I spent the next 3 hours in the dining room, defying doctors' orders to keep my legs elevated, until I could legitimately call her again. So I thought that I'd catch up on my much neglected blogging, only to find that I'd been away so long that blogger wouldn't let me post on my old site. So, here I am, old title, new url, and I will try to find something interesting to say more often.

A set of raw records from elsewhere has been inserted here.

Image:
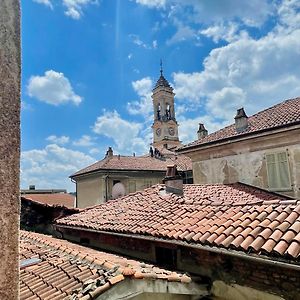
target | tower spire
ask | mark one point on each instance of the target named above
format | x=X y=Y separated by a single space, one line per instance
x=161 y=70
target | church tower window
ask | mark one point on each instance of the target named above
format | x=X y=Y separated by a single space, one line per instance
x=165 y=126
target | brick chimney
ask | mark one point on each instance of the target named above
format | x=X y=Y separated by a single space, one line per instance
x=241 y=120
x=109 y=152
x=202 y=131
x=173 y=181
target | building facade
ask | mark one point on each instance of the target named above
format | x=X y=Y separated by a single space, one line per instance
x=241 y=240
x=262 y=150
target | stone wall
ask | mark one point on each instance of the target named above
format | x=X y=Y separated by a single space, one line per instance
x=10 y=66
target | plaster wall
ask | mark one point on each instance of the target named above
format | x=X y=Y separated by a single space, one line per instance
x=160 y=296
x=10 y=67
x=223 y=291
x=246 y=162
x=91 y=190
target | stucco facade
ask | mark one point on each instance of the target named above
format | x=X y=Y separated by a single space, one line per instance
x=97 y=188
x=244 y=160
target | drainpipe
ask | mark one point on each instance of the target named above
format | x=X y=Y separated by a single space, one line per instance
x=106 y=187
x=76 y=192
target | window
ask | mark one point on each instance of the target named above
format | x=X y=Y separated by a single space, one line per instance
x=148 y=183
x=166 y=257
x=278 y=171
x=132 y=186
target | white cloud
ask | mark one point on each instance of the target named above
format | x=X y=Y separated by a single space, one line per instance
x=143 y=88
x=227 y=32
x=53 y=88
x=125 y=134
x=255 y=73
x=137 y=41
x=183 y=33
x=152 y=3
x=84 y=141
x=50 y=167
x=61 y=140
x=154 y=44
x=74 y=8
x=251 y=13
x=45 y=2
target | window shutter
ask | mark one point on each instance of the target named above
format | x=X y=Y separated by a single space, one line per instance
x=278 y=171
x=132 y=186
x=283 y=170
x=271 y=169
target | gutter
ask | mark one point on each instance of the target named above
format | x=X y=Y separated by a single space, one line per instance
x=235 y=138
x=76 y=200
x=232 y=253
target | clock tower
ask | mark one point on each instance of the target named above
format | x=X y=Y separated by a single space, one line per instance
x=165 y=126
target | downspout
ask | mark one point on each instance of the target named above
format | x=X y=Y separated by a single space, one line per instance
x=106 y=188
x=74 y=181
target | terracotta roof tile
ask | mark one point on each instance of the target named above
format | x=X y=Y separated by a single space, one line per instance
x=286 y=113
x=252 y=228
x=65 y=270
x=57 y=199
x=145 y=162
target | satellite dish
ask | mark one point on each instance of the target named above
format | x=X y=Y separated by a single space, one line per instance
x=118 y=190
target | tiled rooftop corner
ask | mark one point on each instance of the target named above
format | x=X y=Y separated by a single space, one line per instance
x=231 y=216
x=284 y=114
x=57 y=269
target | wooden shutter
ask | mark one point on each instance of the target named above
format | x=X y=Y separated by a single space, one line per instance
x=278 y=171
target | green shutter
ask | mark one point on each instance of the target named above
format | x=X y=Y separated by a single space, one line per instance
x=278 y=171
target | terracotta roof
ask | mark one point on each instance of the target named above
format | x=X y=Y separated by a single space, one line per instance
x=56 y=269
x=231 y=216
x=283 y=114
x=60 y=199
x=137 y=163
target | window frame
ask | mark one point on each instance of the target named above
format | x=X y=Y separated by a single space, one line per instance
x=276 y=154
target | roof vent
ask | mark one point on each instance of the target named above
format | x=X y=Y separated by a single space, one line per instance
x=109 y=152
x=202 y=131
x=173 y=181
x=241 y=120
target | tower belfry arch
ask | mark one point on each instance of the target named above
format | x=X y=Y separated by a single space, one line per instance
x=165 y=126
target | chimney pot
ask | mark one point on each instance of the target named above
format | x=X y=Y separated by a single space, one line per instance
x=241 y=120
x=109 y=152
x=202 y=131
x=173 y=181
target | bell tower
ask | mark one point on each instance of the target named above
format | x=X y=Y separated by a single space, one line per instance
x=165 y=126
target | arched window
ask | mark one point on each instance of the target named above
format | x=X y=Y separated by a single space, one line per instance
x=158 y=112
x=168 y=112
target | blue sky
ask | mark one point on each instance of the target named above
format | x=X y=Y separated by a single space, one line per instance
x=89 y=67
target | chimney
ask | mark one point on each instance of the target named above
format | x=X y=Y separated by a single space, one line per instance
x=241 y=120
x=202 y=131
x=173 y=181
x=109 y=152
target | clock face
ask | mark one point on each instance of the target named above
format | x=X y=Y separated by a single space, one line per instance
x=158 y=131
x=171 y=131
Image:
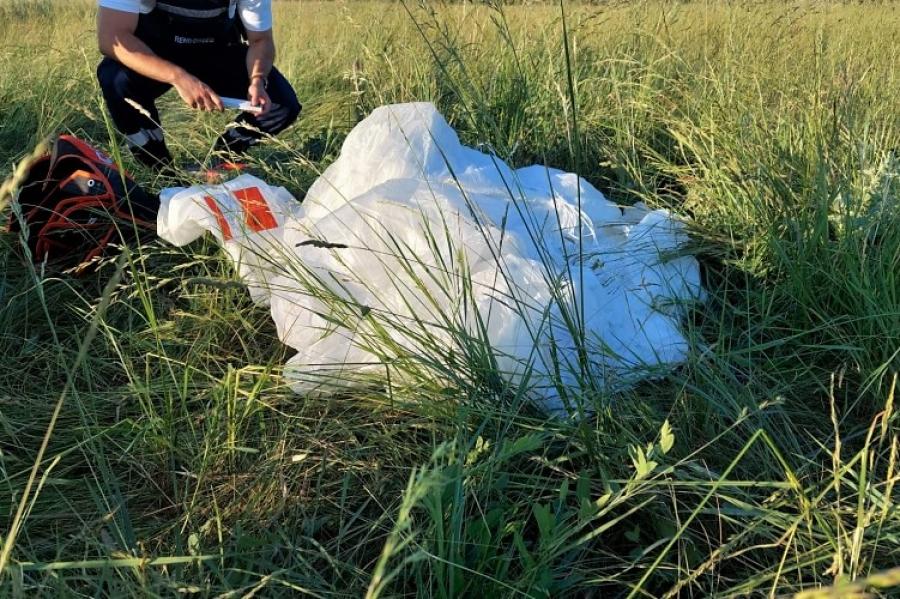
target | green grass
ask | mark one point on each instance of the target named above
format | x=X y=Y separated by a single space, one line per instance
x=180 y=462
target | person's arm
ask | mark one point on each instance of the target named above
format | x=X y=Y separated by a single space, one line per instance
x=260 y=58
x=116 y=38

Not a good start to the day. Wakened at about 5.30 am by restless dog was unable to go back to sleep. Didn't have a book to hand, and it was much too early to call anyone, so sat here, in the chair, and listened to the wireless. My usual night-time listening is Talk Sport Radio, I love the fact that there are lunatics awake and frothing at the mouth in the early hours, but as it approaches 6 am, it's time for the talk to stop, and the sport to begin. During the week, the sport is inevitably something rough and sweaty, ie. football, but at the weekends it's more relaxed, a little something called 'Fisherman's Blues' the theme tune of which is, for the cogniscenti, a gentle tune of the same name by the Hothouse Flowers, but today I wasn't in the mood to imagine myself languishing beside a gentle English river, whilst fluffy white clouds scudded across a metallic blue sky, so I reached towards the remote control and ......aaarrghh!!! there it was, all eight legs of it, one waving languidly in the air, my bete noir, the horny autumnal male house spider.
Seeing a spider at 6am is bad enough, seeing a spider when you can only move and walk very slowly is pas un joke, not funny, no no not at all. So I did the only thing possible, I intercommed Katy. Now Katy, as her regular readers will know, went on the Friendly Spider course last year,
so although she is generally very displeased to be called that early, she immediately cheered up, and rushed downstairs ready to exhibit her spider catching skills. When she entered the sitting room, I was leaning in the chair as far as possible in the opposite direction to the spider with my eyes tightly shut and face screwed up like a three year old muttering 'No, no', under my breath.
My goodness, you should have seen Katy go, she whisked herself into the kitchen, and came back with a small pyrex bowl. Meanwhile, I struggled to my feet and shuffled off to the dining room. You know how they tell you that fear gives the crippled the ability to rise to their feet and run at times of deep fear and danger? Forget it. Didn't happen. Dragged myself with my customery gait of the wounded hyena into the dining room, and listened to Katy busying herself in the sitting room.
Of course the damn not so itsy-bitsy thing had vanished. Katy was tremendously brave, or perhaps not as the Friendly Spider course had supposedly rid her of fear, and she certainly didn't sound frightened. Then she brought my handbag (which she had searched!) and other impedimenta into the dining room, and told me that she couldn't find it. Then she went back and searched some more. There it was, nestling under a nectarine, which let me tell you was delicious (the nectarine, not the spider), but it's not easy to put a pyrex bowl over a nectarine and trap a spider, so off it went, like a greyhound out of its' trap, scuttling into the relative safety of underneath the radiator. And it hasn't been seen since.
I spent the next 3 hours in the dining room, defying doctors' orders to keep my legs elevated, until I could legitimately call her again. So I thought that I'd catch up on my much neglected blogging, only to find that I'd been away so long that blogger wouldn't let me post on my old site. So, here I am, old title, new url, and I will try to find something interesting to say more often.